Wednesday, August 20, 2014

Observations While Back To School Shopping

-Saleswoman at Carter's was a genius for putting a cartoon on so the kids would shut up while I crossed stuff off my list. 
-Apparently coral is going to be big in the world of toddler haut couture.
-Leggings for $15!? I can buy them jeans for that price. Legging should universally have a max retail price of $5. We need a revolution for this people- if someone needs to lose a head for this to happen, so be it.
-Wow! It's been a long time since I've been in Ardene's. #wherewasthatshitwheniwasateen
-Only superhero backpacks will do.
-Also, they are not to be called "book bags", but only "backpacks." Fucking Dora the Explorer...

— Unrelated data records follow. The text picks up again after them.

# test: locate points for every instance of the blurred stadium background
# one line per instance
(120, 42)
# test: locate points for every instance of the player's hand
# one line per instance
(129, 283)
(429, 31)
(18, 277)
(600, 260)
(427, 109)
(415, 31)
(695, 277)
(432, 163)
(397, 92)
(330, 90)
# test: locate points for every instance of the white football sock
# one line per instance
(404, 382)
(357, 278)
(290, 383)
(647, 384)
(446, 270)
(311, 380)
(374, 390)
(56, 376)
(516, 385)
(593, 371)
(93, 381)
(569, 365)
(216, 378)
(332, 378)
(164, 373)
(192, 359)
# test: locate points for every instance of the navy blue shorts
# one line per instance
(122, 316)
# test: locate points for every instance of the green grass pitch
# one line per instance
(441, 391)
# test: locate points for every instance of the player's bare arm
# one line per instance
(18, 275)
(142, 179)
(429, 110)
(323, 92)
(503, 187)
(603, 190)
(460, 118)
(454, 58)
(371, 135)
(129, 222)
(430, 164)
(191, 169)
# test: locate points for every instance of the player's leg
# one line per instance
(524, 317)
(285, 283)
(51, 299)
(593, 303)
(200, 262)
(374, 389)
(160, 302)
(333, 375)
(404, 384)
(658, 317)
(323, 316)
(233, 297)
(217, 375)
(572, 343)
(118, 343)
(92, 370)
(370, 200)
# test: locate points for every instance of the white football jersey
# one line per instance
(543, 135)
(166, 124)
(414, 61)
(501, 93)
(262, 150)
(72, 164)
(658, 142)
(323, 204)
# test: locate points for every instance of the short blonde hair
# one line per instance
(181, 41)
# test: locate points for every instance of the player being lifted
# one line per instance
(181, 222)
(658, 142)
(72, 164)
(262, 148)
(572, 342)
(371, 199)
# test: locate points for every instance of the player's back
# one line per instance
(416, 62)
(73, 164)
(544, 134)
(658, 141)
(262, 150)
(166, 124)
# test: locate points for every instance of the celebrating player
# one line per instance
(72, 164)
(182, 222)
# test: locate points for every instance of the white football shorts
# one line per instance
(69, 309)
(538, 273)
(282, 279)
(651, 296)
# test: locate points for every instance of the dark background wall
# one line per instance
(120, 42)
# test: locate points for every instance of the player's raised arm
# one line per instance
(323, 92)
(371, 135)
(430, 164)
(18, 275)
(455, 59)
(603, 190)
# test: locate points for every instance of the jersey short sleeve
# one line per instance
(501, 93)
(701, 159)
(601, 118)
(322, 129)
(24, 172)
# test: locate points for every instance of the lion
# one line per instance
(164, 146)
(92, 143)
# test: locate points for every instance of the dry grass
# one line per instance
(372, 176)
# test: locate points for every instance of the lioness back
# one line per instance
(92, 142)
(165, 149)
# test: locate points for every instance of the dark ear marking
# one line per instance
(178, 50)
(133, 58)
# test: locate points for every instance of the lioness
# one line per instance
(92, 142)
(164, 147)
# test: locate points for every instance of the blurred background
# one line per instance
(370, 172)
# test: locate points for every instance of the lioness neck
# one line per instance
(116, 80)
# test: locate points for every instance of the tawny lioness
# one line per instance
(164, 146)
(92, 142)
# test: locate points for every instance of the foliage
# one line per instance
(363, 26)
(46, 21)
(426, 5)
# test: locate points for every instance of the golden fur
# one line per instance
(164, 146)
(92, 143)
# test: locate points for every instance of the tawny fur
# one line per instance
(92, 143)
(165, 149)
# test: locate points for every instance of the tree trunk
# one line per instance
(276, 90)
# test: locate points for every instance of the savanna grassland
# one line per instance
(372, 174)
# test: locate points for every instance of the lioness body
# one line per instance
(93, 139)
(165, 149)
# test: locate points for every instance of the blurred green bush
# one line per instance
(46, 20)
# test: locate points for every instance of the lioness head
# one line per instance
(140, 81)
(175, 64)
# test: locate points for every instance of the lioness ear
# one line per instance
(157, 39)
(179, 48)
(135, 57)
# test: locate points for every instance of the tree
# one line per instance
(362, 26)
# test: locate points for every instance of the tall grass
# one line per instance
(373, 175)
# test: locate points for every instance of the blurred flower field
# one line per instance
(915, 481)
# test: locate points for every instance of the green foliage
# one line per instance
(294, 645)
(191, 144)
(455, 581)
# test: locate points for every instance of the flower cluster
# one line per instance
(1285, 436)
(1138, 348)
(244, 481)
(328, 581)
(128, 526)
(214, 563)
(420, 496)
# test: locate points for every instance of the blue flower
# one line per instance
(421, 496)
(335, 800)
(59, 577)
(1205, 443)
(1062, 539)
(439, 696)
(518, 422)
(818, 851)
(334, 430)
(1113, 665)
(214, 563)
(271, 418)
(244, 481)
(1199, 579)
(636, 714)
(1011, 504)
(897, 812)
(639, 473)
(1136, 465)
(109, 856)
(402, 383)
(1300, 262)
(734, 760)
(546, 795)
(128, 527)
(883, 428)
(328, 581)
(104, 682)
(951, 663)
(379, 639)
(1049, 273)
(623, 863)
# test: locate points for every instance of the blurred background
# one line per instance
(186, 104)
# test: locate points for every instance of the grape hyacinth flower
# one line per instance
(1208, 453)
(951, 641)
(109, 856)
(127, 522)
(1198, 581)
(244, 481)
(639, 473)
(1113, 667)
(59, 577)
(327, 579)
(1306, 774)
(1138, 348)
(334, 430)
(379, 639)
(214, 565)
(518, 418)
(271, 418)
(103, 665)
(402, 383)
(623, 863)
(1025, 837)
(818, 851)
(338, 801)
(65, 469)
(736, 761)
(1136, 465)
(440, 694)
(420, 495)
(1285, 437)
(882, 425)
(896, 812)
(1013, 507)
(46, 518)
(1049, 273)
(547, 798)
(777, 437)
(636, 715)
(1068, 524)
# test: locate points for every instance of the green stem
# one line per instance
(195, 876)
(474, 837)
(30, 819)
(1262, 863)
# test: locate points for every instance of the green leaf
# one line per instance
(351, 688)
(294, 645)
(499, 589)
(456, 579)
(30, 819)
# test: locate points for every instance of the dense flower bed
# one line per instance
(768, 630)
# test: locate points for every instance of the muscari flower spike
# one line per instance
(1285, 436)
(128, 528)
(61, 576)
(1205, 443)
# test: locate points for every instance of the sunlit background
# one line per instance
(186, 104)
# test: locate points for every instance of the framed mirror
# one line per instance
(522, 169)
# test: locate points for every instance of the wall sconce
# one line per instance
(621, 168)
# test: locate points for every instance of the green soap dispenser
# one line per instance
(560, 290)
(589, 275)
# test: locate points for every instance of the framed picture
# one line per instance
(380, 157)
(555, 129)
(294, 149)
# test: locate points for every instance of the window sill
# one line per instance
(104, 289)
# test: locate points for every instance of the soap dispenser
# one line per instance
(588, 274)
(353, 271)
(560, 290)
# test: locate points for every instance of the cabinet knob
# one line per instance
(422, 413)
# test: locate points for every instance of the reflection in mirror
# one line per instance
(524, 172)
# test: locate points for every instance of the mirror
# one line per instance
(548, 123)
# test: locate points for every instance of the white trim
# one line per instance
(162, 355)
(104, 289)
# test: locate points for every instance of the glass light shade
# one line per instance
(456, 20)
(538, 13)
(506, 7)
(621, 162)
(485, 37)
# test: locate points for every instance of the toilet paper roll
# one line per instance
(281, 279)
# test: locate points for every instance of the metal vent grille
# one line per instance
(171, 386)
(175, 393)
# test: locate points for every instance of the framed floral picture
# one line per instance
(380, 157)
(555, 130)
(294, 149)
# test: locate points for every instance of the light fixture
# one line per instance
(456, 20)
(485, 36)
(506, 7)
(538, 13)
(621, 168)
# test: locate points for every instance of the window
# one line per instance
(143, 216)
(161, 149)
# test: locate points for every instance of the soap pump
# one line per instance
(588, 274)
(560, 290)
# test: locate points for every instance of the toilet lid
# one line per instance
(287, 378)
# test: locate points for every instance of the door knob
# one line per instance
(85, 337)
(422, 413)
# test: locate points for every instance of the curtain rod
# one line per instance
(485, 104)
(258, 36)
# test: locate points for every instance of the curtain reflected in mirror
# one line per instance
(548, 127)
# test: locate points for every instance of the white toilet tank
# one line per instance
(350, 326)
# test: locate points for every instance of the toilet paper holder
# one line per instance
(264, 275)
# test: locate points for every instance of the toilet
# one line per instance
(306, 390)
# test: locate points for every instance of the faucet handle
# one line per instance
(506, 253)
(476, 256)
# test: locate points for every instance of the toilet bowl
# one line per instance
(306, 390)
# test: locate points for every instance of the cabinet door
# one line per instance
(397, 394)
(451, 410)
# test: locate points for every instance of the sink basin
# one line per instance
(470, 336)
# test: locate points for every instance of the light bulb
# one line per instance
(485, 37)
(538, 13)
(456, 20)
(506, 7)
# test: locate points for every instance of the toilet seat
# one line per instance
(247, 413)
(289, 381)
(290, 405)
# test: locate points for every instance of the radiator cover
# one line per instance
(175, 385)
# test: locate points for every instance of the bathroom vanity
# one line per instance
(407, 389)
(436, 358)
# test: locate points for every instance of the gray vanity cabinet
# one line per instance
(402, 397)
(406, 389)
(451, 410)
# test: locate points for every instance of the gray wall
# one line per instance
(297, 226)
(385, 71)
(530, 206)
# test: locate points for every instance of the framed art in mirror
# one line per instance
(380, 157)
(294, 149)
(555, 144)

-Lunch boxes must have a handle "so I can swing it and kill the bad guys attacking the bus." Whatever; that kind is on sale anyways.
-Stay away from the god damn toy aisle.
-$3 T-shirt sale? Buy one of each color. Don't even debate over it.
-Disappear while husband pays at the cash to avoid hearing his mumbling curse  words.
-Tuck a flask filled with margarita in your purse.
-Commence countdown to freedom


Taking a break at the mall.
{you can always point out which kid has a mechanic as a father}

 
Saku: "this is all clothes- where the fak are my Denta Stix?!?